RADON2: A buffered-Intersection Matrix Computing
    Approach To Accelerate Link Discovery Over Geo-Spatial
                   RDF Knowledge Bases
                                        OAEI2018 Results

      Abdullah Fathi Ahmed1 Mohamed Ahmed Sherif1,2 and Axel-Cyrille Ngonga Ngomo1,2
        1
            Paderborn University, Data Science Group, Pohlweg 51, D-33098 Paderborn, Germany
                                  E-mail: {firstname.lastname}@upb.de
            2
              Department of Computer Science, University of Leipzig, 04109 Leipzig, Germany
                              E-mail: {lastname}@informatik.uni-leipzig.de


       Abstract. Geospatial data is at the essence of the Semantic Web, where a knowledge base
       such as LinkedGeoData consists of more than 30 billions facts. Reasoning on these considerable
       amounts of geospatial data lacks efficient methods for the computation of links between the
       resources contained in these knowledge bases. In this paper, we present the participation of
       the extension of Radon algorithm (dubbed Radon2) in the OAEI 2018 campaign. The OAEI
       results show that Radon2 outperforms the other state of the art in most of the cases.
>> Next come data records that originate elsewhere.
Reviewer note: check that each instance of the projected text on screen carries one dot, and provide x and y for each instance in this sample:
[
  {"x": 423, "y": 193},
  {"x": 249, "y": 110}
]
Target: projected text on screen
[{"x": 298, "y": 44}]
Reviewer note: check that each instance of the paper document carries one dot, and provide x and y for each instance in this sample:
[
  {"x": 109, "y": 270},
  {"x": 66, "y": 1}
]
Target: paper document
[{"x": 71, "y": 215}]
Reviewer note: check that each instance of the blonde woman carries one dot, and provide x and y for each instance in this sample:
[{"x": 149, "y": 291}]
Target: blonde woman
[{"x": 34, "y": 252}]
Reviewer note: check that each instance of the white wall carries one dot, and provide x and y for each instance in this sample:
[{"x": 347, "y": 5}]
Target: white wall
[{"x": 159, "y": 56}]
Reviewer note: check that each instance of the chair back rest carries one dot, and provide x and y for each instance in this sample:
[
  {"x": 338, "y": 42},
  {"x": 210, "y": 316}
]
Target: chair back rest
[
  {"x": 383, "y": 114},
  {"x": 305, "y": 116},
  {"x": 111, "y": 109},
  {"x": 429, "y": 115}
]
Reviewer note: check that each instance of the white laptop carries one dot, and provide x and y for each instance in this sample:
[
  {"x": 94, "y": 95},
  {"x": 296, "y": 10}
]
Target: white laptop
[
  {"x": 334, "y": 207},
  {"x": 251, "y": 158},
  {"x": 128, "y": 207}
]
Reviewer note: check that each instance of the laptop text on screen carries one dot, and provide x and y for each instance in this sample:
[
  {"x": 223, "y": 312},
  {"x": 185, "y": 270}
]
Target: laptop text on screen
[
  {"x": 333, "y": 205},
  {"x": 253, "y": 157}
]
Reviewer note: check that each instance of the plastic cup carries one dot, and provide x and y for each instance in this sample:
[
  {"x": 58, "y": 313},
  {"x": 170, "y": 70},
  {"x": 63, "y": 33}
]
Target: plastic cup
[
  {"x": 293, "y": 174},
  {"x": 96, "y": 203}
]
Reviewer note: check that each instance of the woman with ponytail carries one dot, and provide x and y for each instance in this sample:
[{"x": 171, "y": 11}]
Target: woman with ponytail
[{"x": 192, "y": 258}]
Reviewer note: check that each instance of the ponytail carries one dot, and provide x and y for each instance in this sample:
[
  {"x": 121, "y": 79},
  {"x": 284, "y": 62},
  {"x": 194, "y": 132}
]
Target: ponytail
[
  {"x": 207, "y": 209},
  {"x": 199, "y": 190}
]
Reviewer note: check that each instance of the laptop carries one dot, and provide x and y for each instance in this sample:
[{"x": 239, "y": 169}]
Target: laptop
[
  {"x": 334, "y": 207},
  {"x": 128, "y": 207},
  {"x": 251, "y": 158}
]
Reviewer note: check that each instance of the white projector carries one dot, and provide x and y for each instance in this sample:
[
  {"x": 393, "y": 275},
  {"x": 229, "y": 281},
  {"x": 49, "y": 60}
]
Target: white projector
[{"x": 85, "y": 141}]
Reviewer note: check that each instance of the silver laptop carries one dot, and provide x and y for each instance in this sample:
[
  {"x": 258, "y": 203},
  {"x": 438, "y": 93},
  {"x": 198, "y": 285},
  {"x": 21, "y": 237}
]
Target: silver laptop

1     Presentation of the System

we present the extension of Radon algorithm [8, 6] (dubbed Radon2), where we, compute all
topological relations of DE9-IM in order to accelerate the topological relation discovery among
geospatial resources.


1.1   State, Purpose and General Statement

In the following, we start by formally defining the general link discovery problem. Thereafter, we
formally define the link discovery of topological relations problem, which we takeld by Radon2.

Link Discovery. Let K be a finite RDF knowledge base. K can be regarded as a set of triples
(s, p, o) ∈ (R ∪ B) × P × (R ∪ L ∪ B), where R is the set of all resources, B is the set of all blank
nodes, P the set of all predicates and L the set of all literals. The Link Discovery (LD) problem
can be expressed as follows: Given two sets of resources S and T (for example hotels and water
bodies) and a relation r (e.g., :touches), find all pairs (s, t) ∈ S × T such that r(s, t) holds. The
result is produced as a set of links called a mapping: MS ,T = {(si , r, tj )|si ∈ S, tj ∈ T }. Optionally,
a similarity score (sim ∈ [0, 1]) calculated by an LD tool can be added to the entries of mappings
to express assurance of a computed link. Finding solutions for the LD problem is challenging due
to the typically the large volume of current datasets as well as its semantic heterogeneity. The main
purpose of LD approaches is to meet the main requirements of (1) high effectiveness (i.e maximize
a fitness function such as F-measure) and (2) high efficiency (i.e., minimize runtime).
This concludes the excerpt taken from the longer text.